REPUBLIC OF KENYA

Legislation to improve availability of corneal transplant underway

Nairobi November 23, 2019 – The  Ministry of Health is putting in place appropriate legislation to improve the availability and access to the corneal transplantation services, together with other organ donation and transplant services through a bill tabled in parliament.
Plans are also underway with other government agencies such as NHIF to ensure inclusion of corneal transplantation in the benefit package.
The disclosure was made today by the Cabinet Secretary for Health Sicily Kariuki during the celebrations of the Eye Bank 10 years of successful Corneal transplant in East Africa at the Lions Sight First Eye Hospital in Loresho, Nairobi.
“Adoption of advanced technology “Cross Linking Technology” in the diagnosis and treatment of some eye diseases like Keratoconus will save us time and money by fore-stalling the need for corneal transplantation,” the CS said.
She observed that in the last one year, about 400 Kenyans have received corneal transplant across the country at various institutions namely Lions Sight First Hospital, Tenwek Hospital, Light House for Christ Hospital In Mombasa, Kikuyu Eye Hospital, Moi Teaching and Referral Hospital, Upper Hill Eye and Laser Centre and Kisii Eye Hospital among others.
“My Ministry has reported that about 600 individuals are on the waiting list in these centers. These numbers however, understate the existing burden as they represent less than 1% of the estimated need,”she said.
Eye disease affecting the cornea, glass-like part of the eye-ball is the third leading cause of blindness, affecting almost 8 million people globally.

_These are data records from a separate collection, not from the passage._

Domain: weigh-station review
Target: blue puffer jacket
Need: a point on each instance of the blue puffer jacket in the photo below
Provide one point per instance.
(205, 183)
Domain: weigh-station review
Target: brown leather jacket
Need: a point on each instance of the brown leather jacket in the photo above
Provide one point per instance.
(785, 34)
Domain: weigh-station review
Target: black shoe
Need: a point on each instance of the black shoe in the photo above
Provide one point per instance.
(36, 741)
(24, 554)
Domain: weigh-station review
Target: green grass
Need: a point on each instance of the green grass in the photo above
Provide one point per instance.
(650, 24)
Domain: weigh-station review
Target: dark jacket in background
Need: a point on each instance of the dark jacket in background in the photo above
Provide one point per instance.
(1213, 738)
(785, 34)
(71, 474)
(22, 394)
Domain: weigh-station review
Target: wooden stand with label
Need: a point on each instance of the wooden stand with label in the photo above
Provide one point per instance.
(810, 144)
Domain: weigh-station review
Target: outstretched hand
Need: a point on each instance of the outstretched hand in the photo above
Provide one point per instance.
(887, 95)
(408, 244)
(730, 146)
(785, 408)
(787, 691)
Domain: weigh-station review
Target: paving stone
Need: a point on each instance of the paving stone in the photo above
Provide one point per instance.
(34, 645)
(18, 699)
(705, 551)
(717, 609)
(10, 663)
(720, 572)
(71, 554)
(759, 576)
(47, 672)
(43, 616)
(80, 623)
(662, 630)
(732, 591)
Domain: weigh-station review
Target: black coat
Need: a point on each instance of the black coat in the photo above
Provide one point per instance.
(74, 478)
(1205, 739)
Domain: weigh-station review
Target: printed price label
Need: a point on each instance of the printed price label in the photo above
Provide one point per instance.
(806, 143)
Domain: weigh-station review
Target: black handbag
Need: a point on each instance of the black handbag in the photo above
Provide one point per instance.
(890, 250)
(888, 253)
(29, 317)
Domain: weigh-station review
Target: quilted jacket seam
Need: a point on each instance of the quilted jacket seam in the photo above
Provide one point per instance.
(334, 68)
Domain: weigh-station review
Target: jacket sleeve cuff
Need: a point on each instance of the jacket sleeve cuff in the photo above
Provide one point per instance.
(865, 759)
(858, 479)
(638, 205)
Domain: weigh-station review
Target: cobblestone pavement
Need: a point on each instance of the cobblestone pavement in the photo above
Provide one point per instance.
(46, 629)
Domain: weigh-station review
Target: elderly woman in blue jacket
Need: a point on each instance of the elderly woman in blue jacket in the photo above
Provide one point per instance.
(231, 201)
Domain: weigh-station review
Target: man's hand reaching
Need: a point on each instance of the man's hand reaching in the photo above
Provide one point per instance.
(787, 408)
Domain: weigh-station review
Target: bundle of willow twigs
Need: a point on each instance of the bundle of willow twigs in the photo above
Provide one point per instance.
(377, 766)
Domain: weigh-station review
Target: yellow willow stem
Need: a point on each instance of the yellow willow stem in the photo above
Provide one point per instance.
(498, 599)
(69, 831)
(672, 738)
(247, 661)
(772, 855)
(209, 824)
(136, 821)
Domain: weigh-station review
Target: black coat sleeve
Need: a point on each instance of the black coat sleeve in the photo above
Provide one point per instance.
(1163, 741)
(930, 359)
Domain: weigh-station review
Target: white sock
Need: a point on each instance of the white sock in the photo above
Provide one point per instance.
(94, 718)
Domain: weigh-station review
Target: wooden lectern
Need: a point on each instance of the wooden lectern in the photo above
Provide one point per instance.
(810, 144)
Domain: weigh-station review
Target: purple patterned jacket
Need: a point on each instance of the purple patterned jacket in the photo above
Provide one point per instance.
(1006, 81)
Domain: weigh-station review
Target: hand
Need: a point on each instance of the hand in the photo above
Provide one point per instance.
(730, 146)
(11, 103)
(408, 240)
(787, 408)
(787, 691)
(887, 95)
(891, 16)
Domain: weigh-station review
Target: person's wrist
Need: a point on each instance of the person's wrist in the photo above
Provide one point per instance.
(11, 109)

In Kenya, about 75,000 persons have corneal diseases, who are in need of corneal transplant services, to prevent them from going blind or to restore sight to those already blind.

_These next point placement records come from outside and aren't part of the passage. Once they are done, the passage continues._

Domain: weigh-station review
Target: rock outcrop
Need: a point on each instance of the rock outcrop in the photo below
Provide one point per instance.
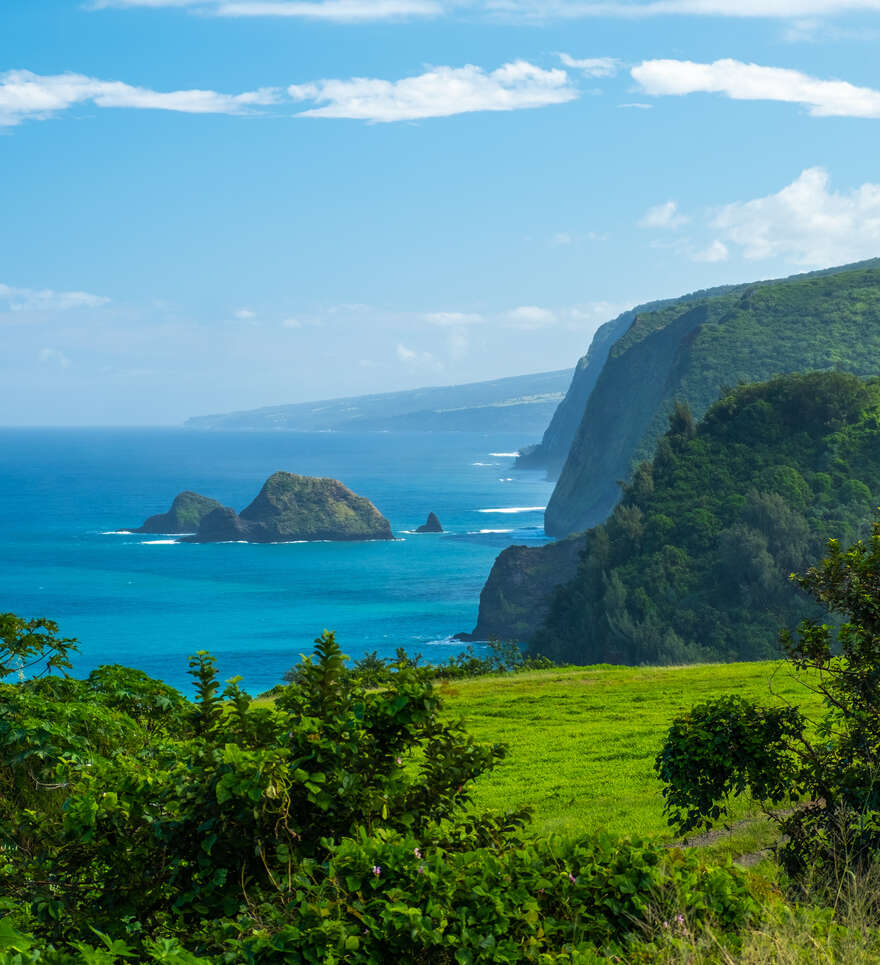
(516, 597)
(431, 525)
(291, 508)
(185, 516)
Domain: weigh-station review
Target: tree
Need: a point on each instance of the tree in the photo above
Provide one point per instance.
(831, 773)
(32, 647)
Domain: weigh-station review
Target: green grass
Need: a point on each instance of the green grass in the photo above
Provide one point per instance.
(582, 740)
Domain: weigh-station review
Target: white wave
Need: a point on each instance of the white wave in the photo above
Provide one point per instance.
(449, 641)
(510, 510)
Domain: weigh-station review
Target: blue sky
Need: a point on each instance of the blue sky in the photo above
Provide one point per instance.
(211, 205)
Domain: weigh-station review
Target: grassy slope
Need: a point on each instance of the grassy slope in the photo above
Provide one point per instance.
(582, 741)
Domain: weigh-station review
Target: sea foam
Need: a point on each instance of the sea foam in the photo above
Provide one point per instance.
(510, 510)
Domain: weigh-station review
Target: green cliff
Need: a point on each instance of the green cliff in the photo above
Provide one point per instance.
(185, 516)
(693, 563)
(552, 452)
(290, 508)
(516, 598)
(689, 350)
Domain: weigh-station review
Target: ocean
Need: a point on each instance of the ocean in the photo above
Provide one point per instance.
(66, 495)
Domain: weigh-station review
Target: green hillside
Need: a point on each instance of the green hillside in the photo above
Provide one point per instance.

The CS thanked the civil society including religious groups for playing a big role in advocating for corneal donation/harvesting from the departed, before the disposal of the bodies.
She argued that participatory engagement of all stakeholders will address the socio-cultural issues associated with handling of the deceased and organ donation.

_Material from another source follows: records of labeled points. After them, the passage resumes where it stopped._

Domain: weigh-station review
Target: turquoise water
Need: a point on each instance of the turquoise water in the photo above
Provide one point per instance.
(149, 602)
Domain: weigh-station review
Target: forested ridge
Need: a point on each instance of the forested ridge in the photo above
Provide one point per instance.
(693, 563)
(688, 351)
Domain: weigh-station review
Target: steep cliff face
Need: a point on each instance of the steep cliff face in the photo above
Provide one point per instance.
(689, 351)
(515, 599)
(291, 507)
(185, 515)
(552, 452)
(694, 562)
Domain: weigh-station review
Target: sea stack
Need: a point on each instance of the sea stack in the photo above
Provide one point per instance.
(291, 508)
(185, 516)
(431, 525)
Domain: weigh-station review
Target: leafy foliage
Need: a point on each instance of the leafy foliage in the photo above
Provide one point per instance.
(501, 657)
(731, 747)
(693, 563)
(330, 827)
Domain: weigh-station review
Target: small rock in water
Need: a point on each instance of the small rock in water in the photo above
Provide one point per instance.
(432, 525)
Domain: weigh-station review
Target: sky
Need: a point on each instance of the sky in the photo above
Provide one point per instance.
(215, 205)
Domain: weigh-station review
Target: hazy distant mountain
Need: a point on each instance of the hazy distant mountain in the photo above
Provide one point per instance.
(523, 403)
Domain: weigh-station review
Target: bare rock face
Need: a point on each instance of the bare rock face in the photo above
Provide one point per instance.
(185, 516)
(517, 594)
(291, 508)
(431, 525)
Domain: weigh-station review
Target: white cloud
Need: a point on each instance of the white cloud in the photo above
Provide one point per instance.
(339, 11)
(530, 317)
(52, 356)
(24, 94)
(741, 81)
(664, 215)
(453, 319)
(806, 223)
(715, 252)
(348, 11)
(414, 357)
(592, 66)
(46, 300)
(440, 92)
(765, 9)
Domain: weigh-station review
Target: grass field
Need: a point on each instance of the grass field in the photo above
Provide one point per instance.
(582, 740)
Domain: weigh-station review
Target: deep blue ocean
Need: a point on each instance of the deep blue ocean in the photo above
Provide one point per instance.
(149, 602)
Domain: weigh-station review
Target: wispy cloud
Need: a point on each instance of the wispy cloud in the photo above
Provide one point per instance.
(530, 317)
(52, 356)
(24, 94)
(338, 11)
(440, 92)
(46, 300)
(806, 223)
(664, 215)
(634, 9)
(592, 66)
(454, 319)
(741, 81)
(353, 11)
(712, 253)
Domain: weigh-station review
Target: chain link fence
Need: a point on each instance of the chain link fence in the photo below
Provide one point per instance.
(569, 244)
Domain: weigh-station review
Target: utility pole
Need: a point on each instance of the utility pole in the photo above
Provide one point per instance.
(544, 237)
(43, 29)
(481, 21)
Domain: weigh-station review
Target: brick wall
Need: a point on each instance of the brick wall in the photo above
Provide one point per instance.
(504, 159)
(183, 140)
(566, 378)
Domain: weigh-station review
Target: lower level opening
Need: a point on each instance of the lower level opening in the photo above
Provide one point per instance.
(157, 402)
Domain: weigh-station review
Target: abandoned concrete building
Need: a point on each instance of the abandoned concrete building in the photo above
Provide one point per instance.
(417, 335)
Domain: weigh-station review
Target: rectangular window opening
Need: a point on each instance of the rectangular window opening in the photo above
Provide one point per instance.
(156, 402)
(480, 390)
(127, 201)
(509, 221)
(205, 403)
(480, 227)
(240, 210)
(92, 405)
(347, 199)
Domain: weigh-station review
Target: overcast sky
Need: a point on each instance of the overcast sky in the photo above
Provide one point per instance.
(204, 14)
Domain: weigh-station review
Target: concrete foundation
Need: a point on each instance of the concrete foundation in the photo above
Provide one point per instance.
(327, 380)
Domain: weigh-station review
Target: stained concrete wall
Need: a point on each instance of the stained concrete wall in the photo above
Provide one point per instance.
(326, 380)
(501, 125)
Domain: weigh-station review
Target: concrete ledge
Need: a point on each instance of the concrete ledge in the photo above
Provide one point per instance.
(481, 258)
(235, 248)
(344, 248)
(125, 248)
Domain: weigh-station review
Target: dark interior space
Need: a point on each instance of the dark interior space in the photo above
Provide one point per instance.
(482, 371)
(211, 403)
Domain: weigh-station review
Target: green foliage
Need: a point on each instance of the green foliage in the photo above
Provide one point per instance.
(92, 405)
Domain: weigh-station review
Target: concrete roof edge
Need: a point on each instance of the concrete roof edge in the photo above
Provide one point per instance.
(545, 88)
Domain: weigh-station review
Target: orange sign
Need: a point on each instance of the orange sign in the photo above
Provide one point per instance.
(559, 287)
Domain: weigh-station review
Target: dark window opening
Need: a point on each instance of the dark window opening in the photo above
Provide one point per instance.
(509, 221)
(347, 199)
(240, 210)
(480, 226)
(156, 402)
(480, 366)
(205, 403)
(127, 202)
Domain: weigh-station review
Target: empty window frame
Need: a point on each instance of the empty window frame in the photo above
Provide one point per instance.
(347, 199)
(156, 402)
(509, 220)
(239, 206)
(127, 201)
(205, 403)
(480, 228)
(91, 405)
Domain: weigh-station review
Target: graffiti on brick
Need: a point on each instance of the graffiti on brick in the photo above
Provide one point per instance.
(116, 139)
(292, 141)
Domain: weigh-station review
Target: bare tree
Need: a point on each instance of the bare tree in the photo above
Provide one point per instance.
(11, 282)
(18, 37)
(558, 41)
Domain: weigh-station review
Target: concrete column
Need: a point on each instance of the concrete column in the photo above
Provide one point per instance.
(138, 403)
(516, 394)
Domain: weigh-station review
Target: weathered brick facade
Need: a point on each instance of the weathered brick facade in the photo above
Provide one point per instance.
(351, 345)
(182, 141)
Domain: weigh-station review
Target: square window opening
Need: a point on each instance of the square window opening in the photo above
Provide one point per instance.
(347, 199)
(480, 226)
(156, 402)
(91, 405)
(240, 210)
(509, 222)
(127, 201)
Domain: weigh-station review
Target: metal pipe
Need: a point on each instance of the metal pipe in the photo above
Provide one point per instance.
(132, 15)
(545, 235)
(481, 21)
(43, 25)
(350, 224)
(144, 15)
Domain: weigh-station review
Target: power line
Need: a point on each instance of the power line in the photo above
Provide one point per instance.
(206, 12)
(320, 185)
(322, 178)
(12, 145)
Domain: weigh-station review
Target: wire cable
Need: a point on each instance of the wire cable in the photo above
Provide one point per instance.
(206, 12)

The CS appreciated the Kanubai Babra Eye bank for being the only functional eye bank in Kenya and the the Eye Bank Ambassadors who have worked tirelessly to mobilize and facilitate Cornea Donations and Harvesting for over 200 corneas in the last one year.
She urged the Lion Sight First Hospital to foster networks and partnerships country wide, and work closely with institutions such as KNH/University of Nairobi, MTRH/Moi University and other hospitals to support establishment of similar satellite eye banks that will improve access to corneal transplantation services country wide.
She also called upon Kenyans and East Africans in need of these services to utilise the facilities towards realization Universal Health Coverage.